En une poignée d’années, à l’ombre des médias, Dub Incorporation est devenu l’un des groupes les plus populaires de la scène française du reggae. Après deux albums studios, la formation stéphanoise propose un Live qui permet de comprendre pourquoi elle s’est fait un nom sur le terrain.

"Are you ready, Tournon ?" La formule par laquelle débute cet album live illustre en quelques mots le parcours et la stratégie de Dub Incorporation : si elle n’avait pas eu lieu à Tournon, la scène aurait pu se dérouler à Verneuil-sur-Avre ou dans toute autre ville d’à peine dix mille habitants. Et il suffit d’entendre la réponse du public pour deviner que la salle était pleine, comme c’est le cas depuis plusieurs années partout où joue le groupe reggae de Saint-Etienne. Y compris à Paris où il ne restait aucun billet pour les voir à l’Elysée-Montmartre puis au Bataclan, six mois plus tard.

Ils ne passent ni en radio, ni sur les chaînes de télévision, mais ils sont toujours sur les routes. Le bouche-à-oreilles et Internet ont façonné leur réputation et ont contribué à faire d’eux le nouveau phénomène du reggae français métropolitain qui se cherchait un second souffle. Sans promotion, le deuxième album des Stéphanois Dans le décor s’est hissé à la 61e place des ventes lors de sa sortie l’an dernier. Depuis, ils se sont produits près de 140 fois en quinze mois, avec une trentaine de dates à l’étranger en 2006 : Allemagne, Belgique, Suisse, Portugal, Espagne…

C’est au cours de cette tournée que ce Live a été enregistré. Dès les premières secondes, on comprend ce qui fait la force de Dub Inc’ et d’où leur vient un tel capital sympathie. La scène est leur élément. Les spectateurs assistent davantage à un spectacle qu’à un simple concert. Une intro qu’on sent rodée, avant d’enchaîner sur l’explosif My Freestyle qui à la fois libère les énergies et installe d’emblée une ambiance festive : le groupe maitrise son sujet et sait comment tenir son auditoire, lequel remplit parfaitement son rôle de choriste supplémentaire.

Adeptes d’un reggae d’abord énergique avant d’être influencé par le son roots ou celui du ragga, les musiciens s’appuient sur leurs deux chanteurs dont on retient plutôt les talents d’ambianceurs que les voix. Si celle d’Hakim voyage avec une certaine aisance dans les aigües, celle d’Aurélien "Komlan" vient des profondeurs de sa gorge, raclant tout au passage.

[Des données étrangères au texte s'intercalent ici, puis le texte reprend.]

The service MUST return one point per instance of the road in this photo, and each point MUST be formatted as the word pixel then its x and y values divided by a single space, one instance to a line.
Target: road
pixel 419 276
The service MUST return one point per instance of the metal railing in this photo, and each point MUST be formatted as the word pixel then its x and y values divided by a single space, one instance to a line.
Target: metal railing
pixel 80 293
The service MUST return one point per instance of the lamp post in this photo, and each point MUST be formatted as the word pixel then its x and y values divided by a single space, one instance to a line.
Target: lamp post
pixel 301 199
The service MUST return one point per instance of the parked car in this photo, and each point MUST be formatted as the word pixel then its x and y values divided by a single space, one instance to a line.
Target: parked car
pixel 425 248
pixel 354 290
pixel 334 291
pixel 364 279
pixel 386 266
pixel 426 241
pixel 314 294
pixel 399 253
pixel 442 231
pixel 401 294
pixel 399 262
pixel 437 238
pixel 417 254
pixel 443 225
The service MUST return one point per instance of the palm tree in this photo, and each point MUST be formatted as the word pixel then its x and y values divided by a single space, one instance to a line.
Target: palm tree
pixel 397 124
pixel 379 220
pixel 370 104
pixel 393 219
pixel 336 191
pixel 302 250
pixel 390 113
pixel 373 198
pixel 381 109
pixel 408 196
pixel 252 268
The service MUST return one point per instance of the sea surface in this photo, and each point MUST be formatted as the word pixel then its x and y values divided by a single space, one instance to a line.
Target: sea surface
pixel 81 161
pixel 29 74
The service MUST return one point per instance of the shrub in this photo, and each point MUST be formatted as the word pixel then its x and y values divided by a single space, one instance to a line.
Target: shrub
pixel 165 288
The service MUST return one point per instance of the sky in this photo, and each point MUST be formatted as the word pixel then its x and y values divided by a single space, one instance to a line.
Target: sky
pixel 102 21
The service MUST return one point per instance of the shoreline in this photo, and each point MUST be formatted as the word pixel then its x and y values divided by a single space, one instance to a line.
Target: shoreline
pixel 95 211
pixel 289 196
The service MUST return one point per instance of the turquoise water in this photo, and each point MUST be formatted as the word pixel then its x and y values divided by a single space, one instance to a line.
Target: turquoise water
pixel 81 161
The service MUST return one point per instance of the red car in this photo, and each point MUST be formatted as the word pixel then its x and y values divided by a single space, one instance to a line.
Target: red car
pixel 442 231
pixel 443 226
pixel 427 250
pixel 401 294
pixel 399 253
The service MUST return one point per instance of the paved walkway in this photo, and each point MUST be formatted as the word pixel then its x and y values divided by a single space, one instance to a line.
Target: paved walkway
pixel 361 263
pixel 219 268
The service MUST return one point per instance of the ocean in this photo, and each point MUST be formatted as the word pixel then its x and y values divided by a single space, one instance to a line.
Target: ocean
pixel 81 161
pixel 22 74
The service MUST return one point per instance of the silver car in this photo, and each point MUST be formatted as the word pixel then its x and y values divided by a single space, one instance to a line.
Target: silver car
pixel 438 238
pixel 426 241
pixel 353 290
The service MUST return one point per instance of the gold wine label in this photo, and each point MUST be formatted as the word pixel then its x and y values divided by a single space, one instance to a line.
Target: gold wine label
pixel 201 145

Leur combinaison fonctionne toutefois très bien, sur un schéma qui évoque par moments celui adopté par Mike et Riké de Sinsémilia. A bien des égards, au-delà du fait que ces deux formations appartiennent à la famille du reggae, il y a entre elles d’indéniables similitudes : dans la trajectoire qu’elles ont suivi pour se faire connaître, dans l’esprit qu’elles veulent véhiculer, dans la façon qu’elles ont de s’adresser au public, de construire leurs concerts, mais parfois aussi dans les sons ou dans l’inspiration, à l’image de Chaines, souvenirs d’un voyage à Gorée que les Grenoblois avaient également effectué et qui s’était concrétisé par House of Slave sur leur premier album en 1996. D’ailleurs, chez Sinsémilia, on n’hésite pas à dire beaucoup de bien de leurs voisins de Saint-Etienne. Avec ce Live, gorgé de vitamines et de chaleur humaine, Dub Incorporation se dote d’un outil de communication redoutablement efficace.